A plateia lotada de jovens pouco antes do início da apresentação

No entanto, o país não aproveita todo o seu potencial e, apesar da diversidade brasileira, é nos países europeus que ocorre um grande desenvolvimento de produtos naturais, utilizando, muitas vezes, derivados do Brasil. “Vemos muitos made in Paris, mas poderia haver made in Acre, made in Amazônia”, destacou a Acadêmica.
Segundo Bolzani, para termos uma Amazônia sem fronteiras, falta planejamento estratégico, pessoas altamente capacitadas, política institucional e cultura organizacional. “Assim, teremos um ciclo capaz de viabilizar uma economia sustentável.” Ela lembrou que a região corresponde a mais de 50% do território brasileiro e detém o maior número de espécies do mundo. “Para valorizar a biodiversidade, é preciso investigação científica multi e transdisciplinar, de modo a extrair dessa riqueza conhecimento novo e produtos para alavancar a economia”, afirmou a Acadêmica.
Bolzani deu alguns exemplos de produtos naturais brasileiros que tiveram grande importância.

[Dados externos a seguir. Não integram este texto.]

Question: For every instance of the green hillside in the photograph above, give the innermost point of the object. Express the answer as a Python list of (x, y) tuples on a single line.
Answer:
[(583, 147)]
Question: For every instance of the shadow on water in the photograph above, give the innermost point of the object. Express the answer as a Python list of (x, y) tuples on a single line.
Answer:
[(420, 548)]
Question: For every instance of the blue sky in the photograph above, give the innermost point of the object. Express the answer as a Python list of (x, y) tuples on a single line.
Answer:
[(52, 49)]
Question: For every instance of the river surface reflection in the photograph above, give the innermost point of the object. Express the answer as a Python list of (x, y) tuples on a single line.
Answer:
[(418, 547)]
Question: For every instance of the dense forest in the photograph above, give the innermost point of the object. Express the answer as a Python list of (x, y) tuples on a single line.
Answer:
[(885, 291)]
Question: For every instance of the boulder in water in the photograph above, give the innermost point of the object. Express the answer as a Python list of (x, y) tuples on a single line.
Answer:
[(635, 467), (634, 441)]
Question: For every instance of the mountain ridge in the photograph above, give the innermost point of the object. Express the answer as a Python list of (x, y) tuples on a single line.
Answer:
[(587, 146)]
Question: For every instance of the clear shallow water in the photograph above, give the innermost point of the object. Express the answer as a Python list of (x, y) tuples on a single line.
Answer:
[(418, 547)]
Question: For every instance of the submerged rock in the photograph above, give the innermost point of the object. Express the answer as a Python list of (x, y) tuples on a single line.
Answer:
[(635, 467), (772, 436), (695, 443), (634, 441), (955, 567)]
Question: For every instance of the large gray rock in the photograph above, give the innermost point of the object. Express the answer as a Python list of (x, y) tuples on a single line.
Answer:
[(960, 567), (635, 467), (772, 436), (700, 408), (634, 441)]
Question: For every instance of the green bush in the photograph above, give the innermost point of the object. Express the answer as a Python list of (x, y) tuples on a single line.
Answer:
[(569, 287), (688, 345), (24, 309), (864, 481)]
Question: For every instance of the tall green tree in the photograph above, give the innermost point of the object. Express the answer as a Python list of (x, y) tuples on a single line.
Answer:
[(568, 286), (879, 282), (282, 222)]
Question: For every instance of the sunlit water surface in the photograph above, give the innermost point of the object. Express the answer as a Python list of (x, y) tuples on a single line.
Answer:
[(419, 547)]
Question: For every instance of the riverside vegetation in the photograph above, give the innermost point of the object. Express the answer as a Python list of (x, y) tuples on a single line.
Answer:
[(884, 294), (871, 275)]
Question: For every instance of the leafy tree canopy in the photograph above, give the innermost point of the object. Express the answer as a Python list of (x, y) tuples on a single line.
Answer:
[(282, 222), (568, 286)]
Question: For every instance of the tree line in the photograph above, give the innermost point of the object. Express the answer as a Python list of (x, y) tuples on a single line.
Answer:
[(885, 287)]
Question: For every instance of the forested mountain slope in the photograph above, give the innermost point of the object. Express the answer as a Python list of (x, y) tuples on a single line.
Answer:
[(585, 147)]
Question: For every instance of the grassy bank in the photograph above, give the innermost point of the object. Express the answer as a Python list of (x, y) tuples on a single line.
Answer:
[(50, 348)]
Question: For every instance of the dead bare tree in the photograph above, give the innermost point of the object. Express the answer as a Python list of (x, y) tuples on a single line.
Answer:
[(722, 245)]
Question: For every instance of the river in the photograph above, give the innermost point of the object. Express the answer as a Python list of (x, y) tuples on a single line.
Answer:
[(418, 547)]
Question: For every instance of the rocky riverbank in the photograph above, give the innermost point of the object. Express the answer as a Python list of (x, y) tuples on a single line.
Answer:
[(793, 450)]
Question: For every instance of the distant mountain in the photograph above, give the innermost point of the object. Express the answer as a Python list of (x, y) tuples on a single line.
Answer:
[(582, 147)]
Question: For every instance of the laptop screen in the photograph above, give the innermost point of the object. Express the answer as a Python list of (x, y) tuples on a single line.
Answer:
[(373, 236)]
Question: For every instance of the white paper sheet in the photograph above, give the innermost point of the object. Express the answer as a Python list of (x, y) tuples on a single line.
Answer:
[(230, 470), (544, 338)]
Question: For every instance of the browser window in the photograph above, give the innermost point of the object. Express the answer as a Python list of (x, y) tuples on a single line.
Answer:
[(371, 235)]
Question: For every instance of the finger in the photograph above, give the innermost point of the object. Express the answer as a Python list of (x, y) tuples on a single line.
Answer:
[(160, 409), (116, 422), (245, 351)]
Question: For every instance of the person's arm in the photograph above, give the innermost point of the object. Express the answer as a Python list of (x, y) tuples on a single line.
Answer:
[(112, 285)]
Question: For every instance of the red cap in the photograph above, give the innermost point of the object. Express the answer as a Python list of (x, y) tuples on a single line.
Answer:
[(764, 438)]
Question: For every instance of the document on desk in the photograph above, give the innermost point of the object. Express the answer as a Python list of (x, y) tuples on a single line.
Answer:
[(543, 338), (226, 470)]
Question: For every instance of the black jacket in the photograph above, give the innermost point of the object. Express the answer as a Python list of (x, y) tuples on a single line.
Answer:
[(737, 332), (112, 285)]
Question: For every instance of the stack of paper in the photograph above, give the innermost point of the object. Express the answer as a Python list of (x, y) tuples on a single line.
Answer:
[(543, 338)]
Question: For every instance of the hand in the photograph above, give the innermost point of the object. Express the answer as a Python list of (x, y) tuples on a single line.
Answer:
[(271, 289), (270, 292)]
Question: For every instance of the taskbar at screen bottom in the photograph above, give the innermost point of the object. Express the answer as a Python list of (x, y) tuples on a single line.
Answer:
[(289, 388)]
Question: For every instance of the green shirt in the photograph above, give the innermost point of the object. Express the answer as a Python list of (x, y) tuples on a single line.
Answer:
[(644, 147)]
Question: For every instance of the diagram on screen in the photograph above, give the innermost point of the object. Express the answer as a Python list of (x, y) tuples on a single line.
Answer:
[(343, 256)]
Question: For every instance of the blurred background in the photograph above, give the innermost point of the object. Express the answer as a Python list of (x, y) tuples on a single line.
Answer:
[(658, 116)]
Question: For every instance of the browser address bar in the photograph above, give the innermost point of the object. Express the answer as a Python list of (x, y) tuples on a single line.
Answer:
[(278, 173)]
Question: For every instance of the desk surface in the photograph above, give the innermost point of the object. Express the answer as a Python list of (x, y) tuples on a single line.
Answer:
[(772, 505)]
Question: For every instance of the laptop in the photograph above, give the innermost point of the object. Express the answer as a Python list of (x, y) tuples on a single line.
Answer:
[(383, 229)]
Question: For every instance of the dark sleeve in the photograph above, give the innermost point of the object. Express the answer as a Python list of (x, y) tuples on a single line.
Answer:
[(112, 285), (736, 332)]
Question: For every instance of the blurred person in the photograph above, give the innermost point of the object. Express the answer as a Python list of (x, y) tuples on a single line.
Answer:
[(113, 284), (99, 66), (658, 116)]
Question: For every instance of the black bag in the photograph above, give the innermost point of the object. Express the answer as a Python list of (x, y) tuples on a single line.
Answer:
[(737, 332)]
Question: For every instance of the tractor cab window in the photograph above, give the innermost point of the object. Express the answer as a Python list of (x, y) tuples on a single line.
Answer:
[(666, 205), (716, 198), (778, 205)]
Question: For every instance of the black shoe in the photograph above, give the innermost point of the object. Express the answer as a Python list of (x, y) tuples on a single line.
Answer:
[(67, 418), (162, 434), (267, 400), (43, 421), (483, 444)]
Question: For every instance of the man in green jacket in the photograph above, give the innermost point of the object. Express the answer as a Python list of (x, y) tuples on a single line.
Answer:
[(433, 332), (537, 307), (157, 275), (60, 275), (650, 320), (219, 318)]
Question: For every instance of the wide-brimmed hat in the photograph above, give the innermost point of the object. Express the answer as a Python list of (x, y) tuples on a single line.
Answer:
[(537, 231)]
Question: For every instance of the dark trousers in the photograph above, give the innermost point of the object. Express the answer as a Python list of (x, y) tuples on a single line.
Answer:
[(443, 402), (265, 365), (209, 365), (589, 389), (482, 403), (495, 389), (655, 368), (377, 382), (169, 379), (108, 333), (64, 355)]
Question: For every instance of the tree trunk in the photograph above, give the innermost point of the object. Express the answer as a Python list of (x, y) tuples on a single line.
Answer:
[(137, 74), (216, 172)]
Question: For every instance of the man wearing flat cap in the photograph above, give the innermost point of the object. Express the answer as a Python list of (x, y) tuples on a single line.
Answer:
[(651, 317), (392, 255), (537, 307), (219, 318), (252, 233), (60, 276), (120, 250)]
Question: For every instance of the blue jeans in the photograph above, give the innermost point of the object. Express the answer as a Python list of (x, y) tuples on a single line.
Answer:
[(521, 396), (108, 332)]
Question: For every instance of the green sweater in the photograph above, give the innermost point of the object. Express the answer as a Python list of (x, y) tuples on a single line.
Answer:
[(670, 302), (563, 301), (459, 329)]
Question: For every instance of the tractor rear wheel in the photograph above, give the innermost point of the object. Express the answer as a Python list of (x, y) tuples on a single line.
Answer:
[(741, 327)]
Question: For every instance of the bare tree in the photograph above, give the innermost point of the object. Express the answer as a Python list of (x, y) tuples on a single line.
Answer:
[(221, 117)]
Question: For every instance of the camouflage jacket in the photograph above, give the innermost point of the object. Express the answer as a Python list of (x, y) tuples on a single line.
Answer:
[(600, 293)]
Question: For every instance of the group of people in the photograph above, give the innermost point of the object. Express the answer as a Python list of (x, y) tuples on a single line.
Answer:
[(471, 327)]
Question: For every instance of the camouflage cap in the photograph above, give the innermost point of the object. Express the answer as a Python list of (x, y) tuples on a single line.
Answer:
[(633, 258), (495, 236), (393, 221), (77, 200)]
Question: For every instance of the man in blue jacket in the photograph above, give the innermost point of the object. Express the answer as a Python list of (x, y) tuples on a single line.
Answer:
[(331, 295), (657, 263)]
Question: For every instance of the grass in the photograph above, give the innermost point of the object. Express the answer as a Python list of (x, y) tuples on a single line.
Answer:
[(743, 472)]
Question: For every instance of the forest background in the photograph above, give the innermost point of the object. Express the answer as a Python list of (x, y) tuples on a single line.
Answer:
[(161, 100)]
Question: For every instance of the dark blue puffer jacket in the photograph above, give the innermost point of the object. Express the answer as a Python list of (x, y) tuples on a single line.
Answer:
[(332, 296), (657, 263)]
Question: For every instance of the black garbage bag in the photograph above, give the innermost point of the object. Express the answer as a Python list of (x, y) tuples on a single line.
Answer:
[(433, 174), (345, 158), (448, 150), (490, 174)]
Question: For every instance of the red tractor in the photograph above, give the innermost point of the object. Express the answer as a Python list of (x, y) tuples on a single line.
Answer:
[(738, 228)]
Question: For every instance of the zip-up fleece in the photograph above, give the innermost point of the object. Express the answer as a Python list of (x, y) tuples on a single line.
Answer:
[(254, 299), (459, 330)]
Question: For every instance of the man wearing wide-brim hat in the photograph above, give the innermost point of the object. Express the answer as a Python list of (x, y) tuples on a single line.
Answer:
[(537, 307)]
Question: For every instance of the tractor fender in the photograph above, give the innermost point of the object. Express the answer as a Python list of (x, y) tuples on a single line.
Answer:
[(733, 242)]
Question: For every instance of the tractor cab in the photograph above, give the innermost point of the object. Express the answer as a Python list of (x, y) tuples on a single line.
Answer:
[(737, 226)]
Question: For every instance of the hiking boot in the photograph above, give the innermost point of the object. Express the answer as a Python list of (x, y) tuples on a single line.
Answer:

Um deles é o curare, um composto orgânico que é um inibidor e controla a musculatura. Foi introduzido na prática anestésica por Griffith e Johnson em 1942, possibilitando a produção de fármacos que revolucionaram a eficácia da anestesiologia.
Já nos anos 60, o farmacologista e Acadêmico Sergio Henrique Ferreira pesquisou sobre macromoléculas de venenos de serpentes. Desse trabalho derivou um produto usado no mundo inteiro para tratar hipertensão, o captopril.
Para Bolzani, o Brasil é um país competitivo e inovador, com potencial para explorar melhor sua biodiversidade em prol dos avanços. “Quanto maior o nosso desenvolvimento tecnológico, maior será a facilidade com que poderemos organizar a sociedade.” Ela citou o fato de 45% das atividades do país serem baseadas no agronegócio e questionou o montante de riqueza que o setor, de fato, propicia.
O país precisa de produtos de alto valor agregado
A cientista enfatizou que a bioeconomia do açaí é extremamente importante por gerar emprego, mas é de baixo valor agregado. Bolzani explicou que, no Brasil, utilizamos o açaí para produzir alimentícios como sorvete, torta, geleia e bombom. A polpa é aproveitada, mas o caroço é jogado fora, vai se acumulando e gera lixo industrial. “Vocês não sabem o valor agregado que está por trás desse lixo simplesmente porque não é estudado; o potencial é enorme. Ele pode ser benéfico não apenas industrial e comercialmente, mas também trazer conhecimento novo.”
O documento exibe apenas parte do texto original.